Union bosses violate Connecticut state police trooper’s rights
Hartford, CT (August 2, 2012) – A Connecticut state trooper has filed a state charge against a local union for violating his rights.
With free legal assistance from the National Right to Work Foundation, state police trooper Marc Lamberty of Hartford County filed the charge with the Connecticut State Board of Labor Relations.
In June 2011, Lamberty resigned from formal union membership in the Connecticut State Police Union and invoked his right to refrain from paying full union dues.
The U.S. Supreme Court ruled in the Foundation's Chicago Teachers Union v. Hudson (1986) case that union officials can collect union fees as a condition of employment, but must first provide nonmember public workers with an independently-audited financial breakdown of all forced-dues union expenditures and the opportunity to object and challenge the amount of forced union fees before an impartial decision maker.

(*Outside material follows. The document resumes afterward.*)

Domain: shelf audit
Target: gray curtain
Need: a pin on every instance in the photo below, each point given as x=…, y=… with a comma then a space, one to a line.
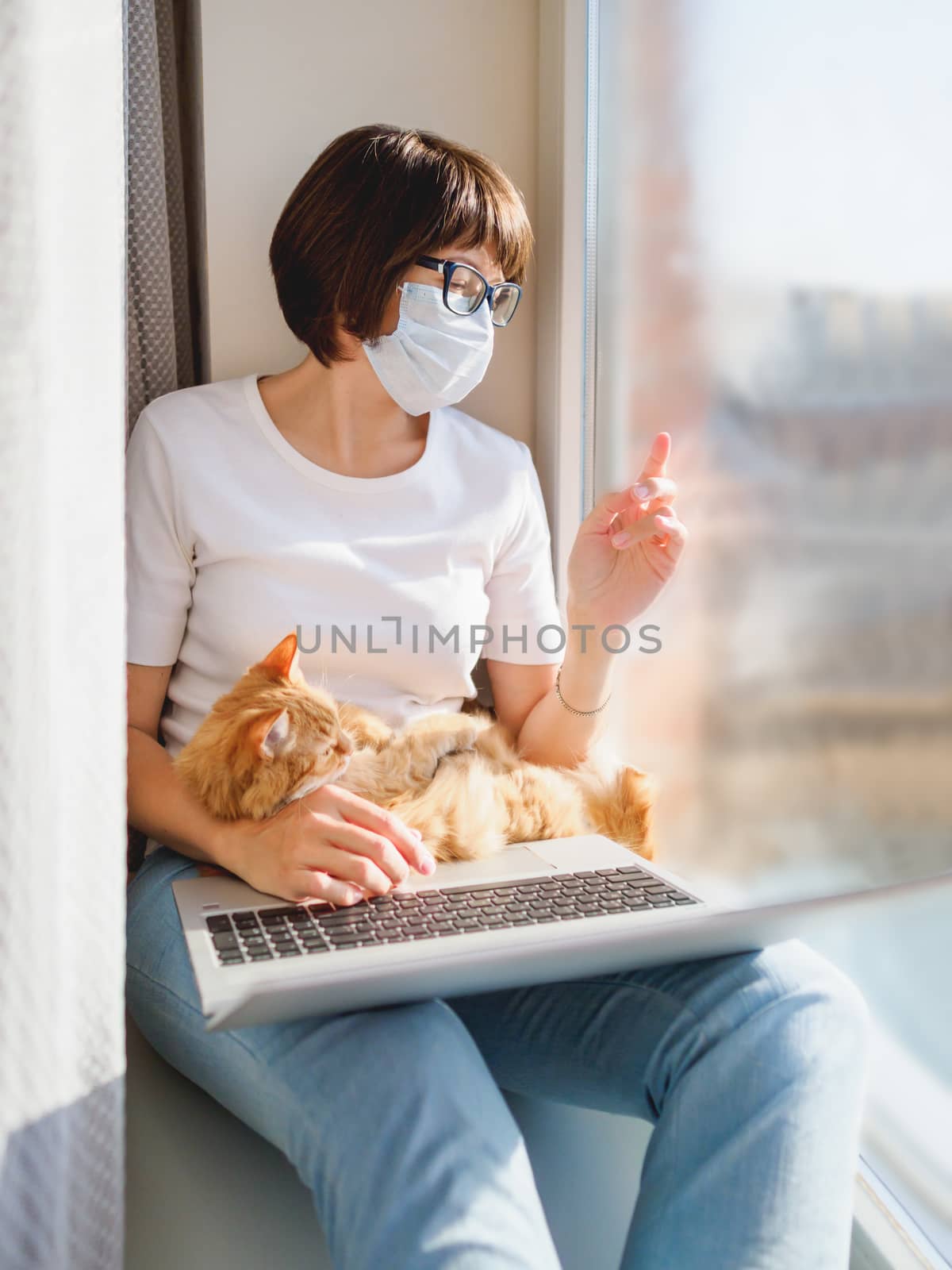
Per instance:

This minimal safeguard is designed to ensure that workers have an opportunity to refrain from paying for union boss political activities and union member-only events.
Union officials continue to deduct full union dues from the officer's paychecks as if he is a union member. After Lamberty sent a letter requesting that union officials acknowledge his rights and provide him with the financial breakdown of the union's expenditures, union bosses refunded only three months of the illegally-taken money and promised to provide the required disclosure documents.
To date, union officials refuse to return the rest of the illegally-taken union dues to the trooper, provide him with a breakdown of union expenditures and give him an opportunity to challenge the forced union fees before an independent third party.
Lamberty seeks refunds of the amount of forced union dues payments illegally taken from his paychecks and to enjoin future collection of any dues until union officials comply with the requirements the Supreme Court established in Hudson.
"Again and again union officials keep rank-and-file workers in the dark to keep their forced-dues gravy train going," said Mark Mix, President of the National Right to Work Foundation. "To prevent these types of forced unionism abuses in the future, Connecticut needs to pass a Right to Work law making union affiliation and dues payments completely voluntary for all of its workers."
Twenty-three states have Right to Work protections for workers. Recent public polling shows that nearly 80 percent of Americans and union members support the Right to Work principle of voluntary unionism.